Bob Haas, notre président, a mis trois ans pour découvrir l’endroit recherché. Notre confrère Jos Jensen a mis deux ans, mais lui, il dormait dans sa Volkswagen, ce qui n’a pas du tout arrangé son mariage, en testant les sols avec des gouttes d’acide sulfurique pour découvrir le calcaire. Les Européens ont des ancêtres qui ont fait ce travail longtemps avant et pour eux. La viticulture ancienne provient des domaines agricoles mixtes où les vignes étaient plantées sur des pentes inaptes à d’autres cultures, avec un effet de drainage naturel dans un sol pauvre. Après, ceux qui voulaient investir dans des vignobles cherchaient des parcelles larges et plates, aptes à faire fonctionner les machines agricoles modernes. Un climat de production sec et chaud augmente les rendements et réduit les risques de maladies.

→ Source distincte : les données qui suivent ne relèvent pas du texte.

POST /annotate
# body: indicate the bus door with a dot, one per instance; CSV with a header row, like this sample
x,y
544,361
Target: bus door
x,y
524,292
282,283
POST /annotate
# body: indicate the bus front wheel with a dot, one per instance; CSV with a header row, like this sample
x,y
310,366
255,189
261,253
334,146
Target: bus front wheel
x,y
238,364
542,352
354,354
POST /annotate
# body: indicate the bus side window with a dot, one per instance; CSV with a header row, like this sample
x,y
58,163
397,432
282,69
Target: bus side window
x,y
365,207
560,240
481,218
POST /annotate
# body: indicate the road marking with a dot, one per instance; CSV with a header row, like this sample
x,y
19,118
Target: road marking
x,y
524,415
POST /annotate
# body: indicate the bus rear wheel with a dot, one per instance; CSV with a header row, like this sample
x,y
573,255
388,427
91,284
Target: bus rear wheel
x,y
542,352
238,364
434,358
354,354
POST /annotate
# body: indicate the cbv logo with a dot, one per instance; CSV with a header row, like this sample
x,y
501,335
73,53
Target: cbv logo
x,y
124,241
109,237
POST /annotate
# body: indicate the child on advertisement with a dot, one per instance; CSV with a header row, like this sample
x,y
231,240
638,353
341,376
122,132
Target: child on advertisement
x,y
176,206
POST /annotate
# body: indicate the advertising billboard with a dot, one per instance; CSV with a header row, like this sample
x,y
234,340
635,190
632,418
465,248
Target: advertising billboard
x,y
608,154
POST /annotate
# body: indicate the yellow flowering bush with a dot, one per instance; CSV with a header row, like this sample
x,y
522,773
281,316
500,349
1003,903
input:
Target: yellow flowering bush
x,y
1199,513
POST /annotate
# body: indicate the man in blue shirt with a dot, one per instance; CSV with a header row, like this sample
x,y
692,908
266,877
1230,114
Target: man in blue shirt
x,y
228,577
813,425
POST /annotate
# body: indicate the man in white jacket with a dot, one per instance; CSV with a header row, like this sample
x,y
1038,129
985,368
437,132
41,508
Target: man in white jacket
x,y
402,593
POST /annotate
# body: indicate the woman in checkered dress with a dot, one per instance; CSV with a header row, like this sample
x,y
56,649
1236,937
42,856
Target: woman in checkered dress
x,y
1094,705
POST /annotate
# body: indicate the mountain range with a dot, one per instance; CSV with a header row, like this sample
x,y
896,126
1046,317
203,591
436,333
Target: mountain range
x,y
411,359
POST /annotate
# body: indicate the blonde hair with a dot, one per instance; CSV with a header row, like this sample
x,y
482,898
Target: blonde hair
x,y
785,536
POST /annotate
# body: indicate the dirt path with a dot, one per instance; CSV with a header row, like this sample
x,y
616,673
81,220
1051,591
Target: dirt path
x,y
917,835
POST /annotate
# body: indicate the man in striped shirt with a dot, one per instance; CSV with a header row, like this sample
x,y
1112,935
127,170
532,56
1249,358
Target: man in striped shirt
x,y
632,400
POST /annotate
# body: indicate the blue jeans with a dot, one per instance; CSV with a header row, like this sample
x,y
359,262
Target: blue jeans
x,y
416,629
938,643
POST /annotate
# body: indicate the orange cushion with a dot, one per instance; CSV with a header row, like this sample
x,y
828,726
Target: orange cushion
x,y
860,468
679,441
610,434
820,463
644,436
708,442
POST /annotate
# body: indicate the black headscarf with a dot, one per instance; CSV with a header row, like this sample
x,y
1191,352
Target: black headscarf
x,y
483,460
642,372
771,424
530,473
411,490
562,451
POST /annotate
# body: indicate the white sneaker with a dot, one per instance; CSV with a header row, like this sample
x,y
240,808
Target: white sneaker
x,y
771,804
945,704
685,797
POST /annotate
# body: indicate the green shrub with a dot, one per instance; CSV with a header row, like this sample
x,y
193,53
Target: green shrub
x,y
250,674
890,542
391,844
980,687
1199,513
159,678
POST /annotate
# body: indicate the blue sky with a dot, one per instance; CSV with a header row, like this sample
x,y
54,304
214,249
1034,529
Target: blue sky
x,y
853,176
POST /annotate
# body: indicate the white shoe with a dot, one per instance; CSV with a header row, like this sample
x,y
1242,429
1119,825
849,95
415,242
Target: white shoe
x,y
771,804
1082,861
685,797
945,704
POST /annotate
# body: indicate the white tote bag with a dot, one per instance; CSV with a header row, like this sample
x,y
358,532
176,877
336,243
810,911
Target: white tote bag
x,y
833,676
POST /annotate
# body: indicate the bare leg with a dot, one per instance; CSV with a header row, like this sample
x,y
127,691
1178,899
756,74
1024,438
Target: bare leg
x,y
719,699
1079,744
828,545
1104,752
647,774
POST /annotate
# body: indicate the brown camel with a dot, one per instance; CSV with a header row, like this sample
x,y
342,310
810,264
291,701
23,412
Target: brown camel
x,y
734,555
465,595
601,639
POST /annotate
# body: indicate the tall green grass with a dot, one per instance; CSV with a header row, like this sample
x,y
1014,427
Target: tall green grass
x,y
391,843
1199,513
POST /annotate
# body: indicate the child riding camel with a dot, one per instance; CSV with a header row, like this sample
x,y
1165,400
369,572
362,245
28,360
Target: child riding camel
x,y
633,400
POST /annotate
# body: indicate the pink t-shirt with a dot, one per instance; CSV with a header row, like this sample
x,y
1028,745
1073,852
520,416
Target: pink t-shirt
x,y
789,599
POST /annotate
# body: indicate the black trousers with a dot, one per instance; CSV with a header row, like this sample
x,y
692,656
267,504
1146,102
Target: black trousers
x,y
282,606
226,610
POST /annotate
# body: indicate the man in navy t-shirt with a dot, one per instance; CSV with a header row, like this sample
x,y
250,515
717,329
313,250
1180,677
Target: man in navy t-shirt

Personne ne se souciait des divers types de sol: ce n’est que de la merde, selon les mots d’un Californien, Bill Jykell, et depuis souvent repris par beaucoup d’Australiens.

UNE CULTURE DE TERROIR – UNE CULTURE DES VINS D’ORIGINE

La dite indifférence vis a vis de la notion du terroir ne se limite pas au cultivateurs de raisins: les hydro cultures forment la branche de l’agriculture sous serre avec des récoltes provenant des sols poreux, inertes et exclusivement alimentés de solutions chimiques. La culture viticole agro-industrielle moderne ressemble à ce genre d’hydro culture avec ses vignes alimentées par le système de goutte à goutte en provenance d’une tuyauterie souterraine. Cette approche n’est pas appréciée par les écologistes, qui accusent les dommages portés aux sols du monde par les techniques modernes de l’agriculture. Depuis, les différences dues aux sols, les effets du terroir, sont étudiés et reconnus par un nombre croissant de personnes intéressées en la matière. Choisir entre la culture traditionnelle, la non culture, la lutte raisonnée et les cultures bio et biodynamiques implique une grande responsabilité de la part du vigneron.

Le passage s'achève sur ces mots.